Podiumnews.com / Aktual / Ekonomi

Gubernur Koster Minta Koperasi Utamakan Produk Asli Bali

Oleh Nyoman Sukadana • 17 Januari 2026 • 18:02:00 WITA

Gubernur Koster Minta Koperasi Utamakan Produk Asli Bali
Gubernur Bali Wayan Koster menerima audiensi Koperasi Bina Usaha Kerthi Bali di Jayasabha, Denpasar, Jumat (16/1/2026). (foto/sukadana)

DENPASAR, PODIUMNEWS.com - Gubernur Bali Wayan Koster meminta koperasi di Bali mengutamakan pengembangan dan pemasaran produk asli Bali dengan identitas serta branding yang kuat. Penegasan tersebut disampaikan saat menerima audiensi Koperasi Bina Usaha Kerthi Bali di Jayasabha, Denpasar, Jumat (16/1/2026).

Menurut Koster, koperasi harus menjadi motor penggerak ekonomi daerah yang berpihak pada potensi lokal. Produk pertanian, peternakan, dan berbagai turunannya dinilai memiliki peran strategis dalam memperkuat ekonomi Bali yang berkelanjutan dan berkeadilan.

“Koperasi harus menjadi penggerak utama ekonomi Bali yang berbasis potensi lokal. Produk pertanian, peternakan, dan seluruh turunannya harus menjadi kekuatan utama kita,” tegas Koster.

Gubernur menjelaskan bahwa arah penguatan koperasi tersebut sejalan dengan konsep Ekonomi Kerthi Bali yang telah dicanangkan Pemerintah Provinsi Bali. Konsep ini menempatkan masyarakat sebagai subjek utama pembangunan ekonomi dengan tetap berlandaskan nilai budaya Bali dan prinsip keberlanjutan.

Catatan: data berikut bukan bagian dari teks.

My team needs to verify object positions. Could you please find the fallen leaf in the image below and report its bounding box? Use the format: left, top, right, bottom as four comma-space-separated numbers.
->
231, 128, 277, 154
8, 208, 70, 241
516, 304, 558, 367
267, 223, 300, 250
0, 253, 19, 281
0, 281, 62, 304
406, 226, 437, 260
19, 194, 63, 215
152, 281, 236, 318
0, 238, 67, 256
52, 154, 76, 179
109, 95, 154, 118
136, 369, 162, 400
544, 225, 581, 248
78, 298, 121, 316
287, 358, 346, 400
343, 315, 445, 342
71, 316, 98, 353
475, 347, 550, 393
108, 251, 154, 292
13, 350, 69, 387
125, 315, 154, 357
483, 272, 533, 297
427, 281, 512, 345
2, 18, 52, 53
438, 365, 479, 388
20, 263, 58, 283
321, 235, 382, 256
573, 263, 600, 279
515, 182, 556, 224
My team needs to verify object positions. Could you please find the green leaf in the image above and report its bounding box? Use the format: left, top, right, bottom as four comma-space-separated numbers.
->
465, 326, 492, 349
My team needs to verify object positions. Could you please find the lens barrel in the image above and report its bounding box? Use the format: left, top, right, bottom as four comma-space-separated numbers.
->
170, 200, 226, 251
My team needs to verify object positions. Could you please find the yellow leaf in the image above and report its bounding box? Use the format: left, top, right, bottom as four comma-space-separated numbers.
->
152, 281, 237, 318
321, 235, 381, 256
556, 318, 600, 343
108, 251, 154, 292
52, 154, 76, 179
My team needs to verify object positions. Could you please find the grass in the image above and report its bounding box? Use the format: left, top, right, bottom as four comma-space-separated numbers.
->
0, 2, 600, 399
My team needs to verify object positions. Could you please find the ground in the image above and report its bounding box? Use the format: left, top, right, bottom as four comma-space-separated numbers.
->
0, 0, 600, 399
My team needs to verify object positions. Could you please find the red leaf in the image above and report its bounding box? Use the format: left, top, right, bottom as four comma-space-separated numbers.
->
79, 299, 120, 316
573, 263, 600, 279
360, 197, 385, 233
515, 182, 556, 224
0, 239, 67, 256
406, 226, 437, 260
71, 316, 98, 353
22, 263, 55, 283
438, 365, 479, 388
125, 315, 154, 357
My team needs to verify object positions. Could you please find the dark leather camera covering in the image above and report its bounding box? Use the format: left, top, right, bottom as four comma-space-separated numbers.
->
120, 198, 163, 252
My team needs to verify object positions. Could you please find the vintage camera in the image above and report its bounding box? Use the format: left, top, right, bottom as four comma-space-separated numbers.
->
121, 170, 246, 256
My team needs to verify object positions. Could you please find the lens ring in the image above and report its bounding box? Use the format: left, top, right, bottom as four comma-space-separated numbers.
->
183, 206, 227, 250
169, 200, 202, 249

Dalam pertemuan tersebut, Koster juga menekankan pentingnya fokus pengembangan usaha koperasi pada sektor pertanian dan peternakan sebagai pilar ketahanan pangan dan ekonomi daerah. Ia menilai Bali memiliki banyak UMKM sektor pangan yang secara skala relatif kecil, namun jumlahnya besar dan memiliki kualitas yang baik.

“UMKM pangan kita ini kecil-kecil, tetapi banyak. Kalau ditata dengan baik, bisa kita dorong agar bergaung di level nasional,” ujarnya.

Salah satu sektor yang menjadi perhatian khusus adalah peternakan babi. Koster menilai Bali memiliki sumber daya manusia peternak babi yang unggul dan berpengalaman. Dengan pengelolaan yang lebih terencana dan intensif, sektor ini dinilai berpeluang besar mengambil peran strategis dalam pasar babi nasional.

Pemerintah Provinsi Bali, lanjut Koster, akan memperkuat dukungan melalui regulasi dan infrastruktur, baik di tingkat provinsi maupun kabupaten dan kota. Pengembangan peternakan babi akan dilakukan melalui pemurnian dan penguatan plasma nutfah babi lokal Bali, serta pengembangan babi ras untuk memenuhi kebutuhan pasar yang lebih luas.

Selain peternakan, pengembangan komoditas pertanian unggulan juga menjadi perhatian, salah satunya padi Sudaji. Berdasarkan hasil riset, padi Sudaji memiliki masa panen relatif singkat sekitar 105 hari dengan hasil yang menjanjikan per hektare, sehingga dinilai potensial mendukung kemandirian pangan Bali.

Koster menegaskan seluruh kebijakan tersebut diarahkan untuk memperkuat ekosistem Ekonomi Kerthi Bali yang berkeadilan dan berkelanjutan, serta menghindarkan ekonomi daerah dari dominasi sistem yang tidak berpihak pada rakyat.

“Kita ingin ekonomi Bali tumbuh kuat, tetapi tetap berakar pada nilai-nilai lokal, koperasi, dan kebersamaan. Inilah Ekonomi Kerthi Bali,” pungkasnya.